Because of the complexity of other treatment methods, sternal fractures are usually not treated surgically; instead, conservative observation has been recommended [20,21]. More than 95% of patients with a fractured sternum are treated conservatively [19]. Initial conservative management might lead to a hunched posture, restricted neck extension, and kyphosis [19]. Simple and effective treatments like the one we describe here can overcome this hurdle, especially in developing countries. Fracture non-union is a rare entity in sternal fractures, with an incidence of <1% [22,23]. Therefore, a simple approximation of the fractured fragments, as we describe in our technique, is good enough for most patients. Given the lack of standardized treatment guidelines and randomized controlled trials for sternal fractures and dislocation, our technique adds a new but simple treatment strategy for the management of sternal fractures.
Limitations
To our knowledge, this study is the first of its kind to be reported from Nepal. As a retrospective case series, it has potential limitations. The sample size was small, but this reflects the rarity of the condition. Pain relief was not quantified. Follow-up ranged from 10 months to 7 years, meaning that delayed sternal non-healing could not be assessed in all patients. Chronic non-union cases with or without bone grafts were not treated with this method, so generalizability to this particular group of patients is not possible. This technique of sternal fixation using wires can be used for any general indication of sternal fracture fixation, such as fracture fragment instability, displacement, pain, or non-union, as well as for cosmetic purposes. If one or two costochondral fractures are present, our technique can still be used, though adjacent non-fractured ribs should be used for anchoring the wire.

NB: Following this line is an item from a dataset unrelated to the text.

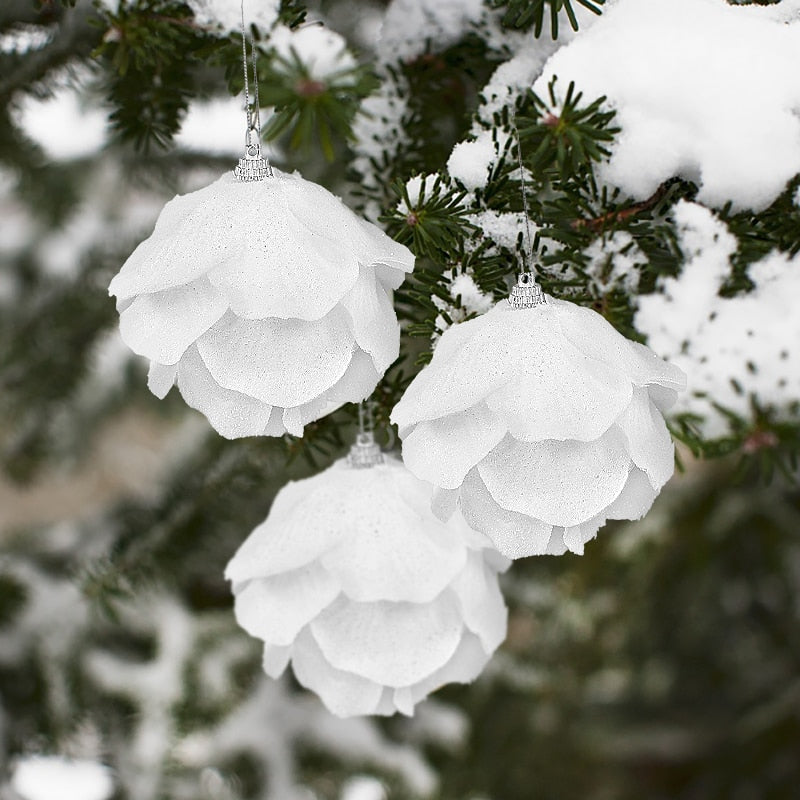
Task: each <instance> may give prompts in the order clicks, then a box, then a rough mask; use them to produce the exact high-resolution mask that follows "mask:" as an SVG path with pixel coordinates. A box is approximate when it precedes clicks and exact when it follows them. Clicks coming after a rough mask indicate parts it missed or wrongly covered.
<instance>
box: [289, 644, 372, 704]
mask: <svg viewBox="0 0 800 800" xmlns="http://www.w3.org/2000/svg"><path fill="white" fill-rule="evenodd" d="M292 667H293V668H294V674H295V676H296V678H297V680H298V681H299V682H300V684H301V685H302V686H305V687H306V689H310V690H311V691H312V692H316V693H317V694H318V695H319V696H320V699H321V700H322V702H323V703H325V705H326V707H327V708H328V710H329V711H330V712H331V713H333V714H335V715H336V716H337V717H352V716H356V715H359V714H372V713H374V712H375V710H376V709H377V707H378V703H379V702H380V699H381V694H382V693H383V687H382V686H381V685H380V684H378V683H373V682H372V681H369V680H367V679H365V678H361V677H359V676H357V675H353V674H352V673H348V672H343V671H341V670H338V669H335V668H334V667H332V666H331V665H330V664H329V663H328V661H327V660H326V659H325V656H324V655H323V654H322V651H321V650H320V649H319V647H318V645H317V643H316V642H315V641H314V639H313V637H312V636H311V635H310V634H309V633H308V632H303V633H302V634H301V635H300V637H299V638H298V640H297V643H296V644H295V646H294V652H293V654H292Z"/></svg>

However, the presence of a series of costochondral fractures, which is very unlikely, might contraindicate this procedure.
CONCLUSION
Sternal fracture fixation using ribs as anchoring points for the wire is a useful technique with good and reproducible results. Randomized controlled trials comparing plating with this new “Timala” technique should be done at high-volume centers in order to further clarify its usefulness.